In this tutorial, the design of I/O cells for mixed-voltage I/O interface realized in low-voltage CMOS processes without gate-oxide reliability issue will be presented. Several new circuit skills will be shown how to use the low-voltage devices to realize the I/O cells for applications in mixed-voltage environments. Besides the gate-oxide reliability of I/O cells in mixed-voltage I/O interface, I/O cells are often requested to sustain high enough robustness against electrostatic discharge (ESD) stresses. Typically, for safe production of ICs, the ESD robustness for commercial IC products has been requested to sustain ESD levels of ±2kV in the HBM (Human Body Model) ESD test, ±200V in the MM (Machine Model) ESD test, and ±1kV in the CDM (Charged Device Model) ESD test. I/O cells should be designed with on-chip ESD protection devices or circuits to achieve the requested ESD levels. In this tutorial, basic ESD protection concept will be included, and some process-related solutions with additional mask layers provided by Foundry will be also introduced.
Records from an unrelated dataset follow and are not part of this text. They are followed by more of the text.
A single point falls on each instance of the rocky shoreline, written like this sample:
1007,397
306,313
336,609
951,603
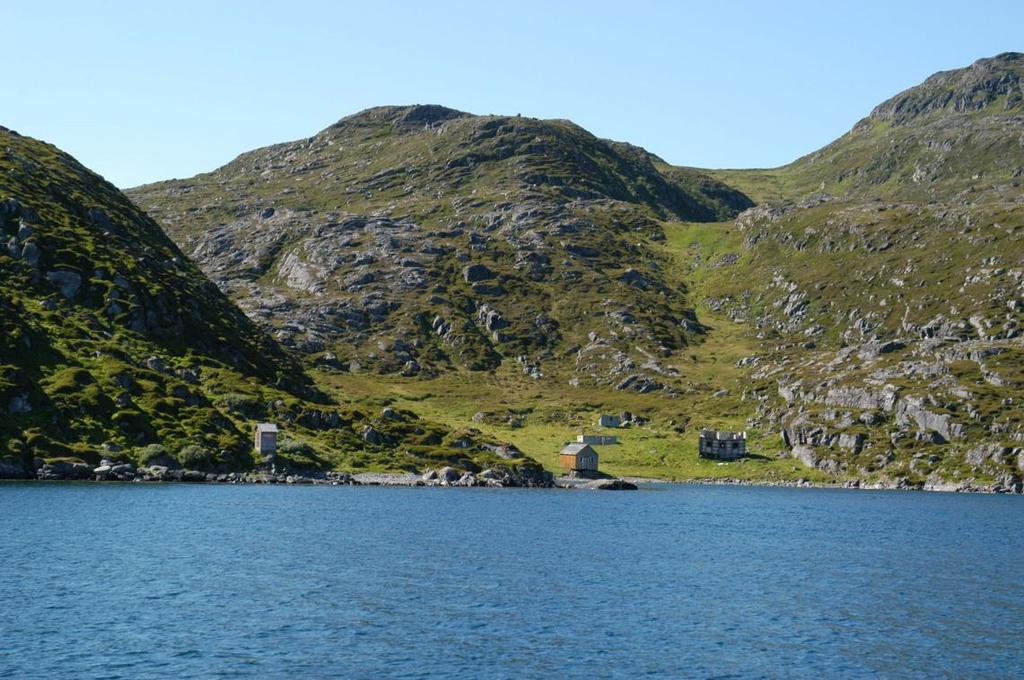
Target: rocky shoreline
967,486
449,477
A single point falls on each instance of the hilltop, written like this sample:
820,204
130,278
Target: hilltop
862,321
419,240
114,345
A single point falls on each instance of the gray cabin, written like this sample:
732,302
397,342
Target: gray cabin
579,457
265,439
722,445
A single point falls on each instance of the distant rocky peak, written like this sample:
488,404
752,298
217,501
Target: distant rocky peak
961,90
416,116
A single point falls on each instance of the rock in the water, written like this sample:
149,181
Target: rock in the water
610,484
448,475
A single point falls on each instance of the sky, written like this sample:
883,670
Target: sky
140,91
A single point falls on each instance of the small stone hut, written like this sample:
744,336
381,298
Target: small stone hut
597,439
265,438
579,457
722,445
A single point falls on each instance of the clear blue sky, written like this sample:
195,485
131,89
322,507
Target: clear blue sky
140,90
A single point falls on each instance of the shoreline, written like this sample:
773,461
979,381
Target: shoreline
411,479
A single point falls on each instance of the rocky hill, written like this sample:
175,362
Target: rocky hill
886,282
955,137
113,344
862,322
420,240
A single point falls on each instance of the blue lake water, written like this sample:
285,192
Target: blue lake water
138,581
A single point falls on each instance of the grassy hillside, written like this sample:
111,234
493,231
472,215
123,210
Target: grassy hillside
422,240
113,344
862,322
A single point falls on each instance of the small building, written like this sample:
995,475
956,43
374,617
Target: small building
579,457
597,439
265,439
722,445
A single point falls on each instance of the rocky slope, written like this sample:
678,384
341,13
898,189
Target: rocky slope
890,306
876,292
955,137
420,240
115,345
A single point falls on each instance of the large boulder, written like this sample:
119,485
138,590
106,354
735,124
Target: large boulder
475,272
448,475
67,282
986,452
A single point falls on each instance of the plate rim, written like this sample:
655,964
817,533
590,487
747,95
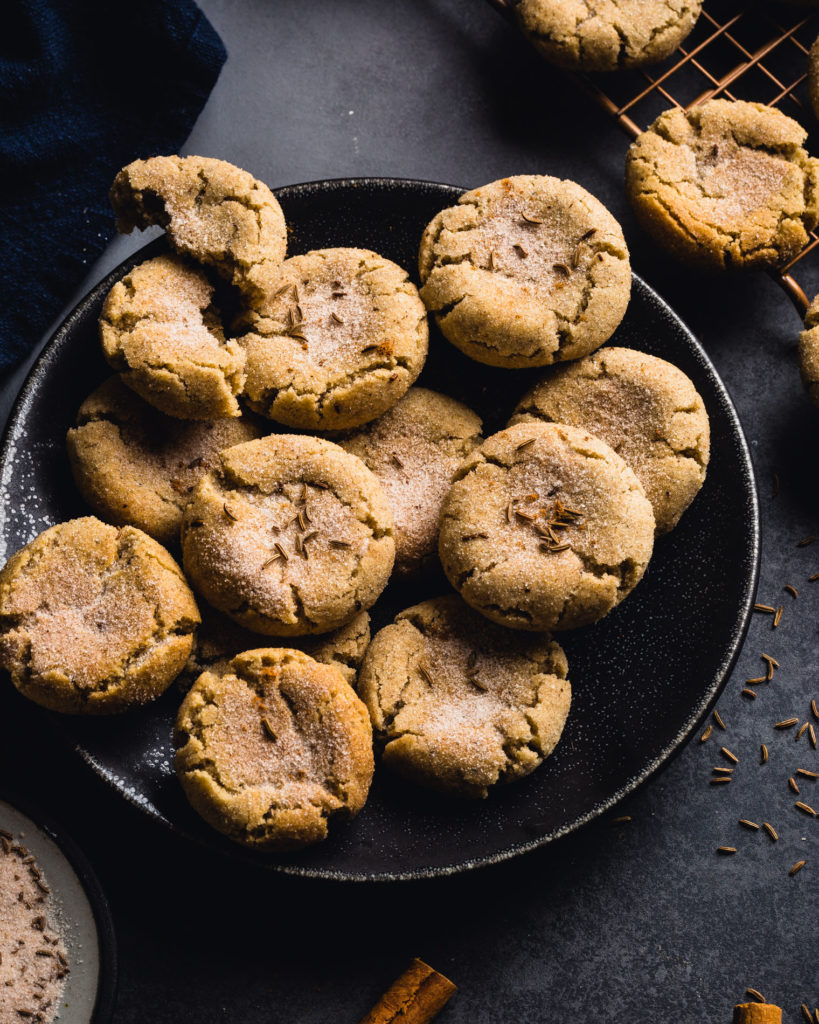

The process-portable ESD protection solution for I/O cells by circuit skill will be emphasized. The active power-rail ESD clamp circuit has been found to be a key role in IC products to provide high ESD robustness. The design on power (VDD/VSS) cells with active power-rail ESD clamp circuit will be presented. Finally, the layout example of I/O cells in 90-nm and 130-nm CMOS processes will be shown.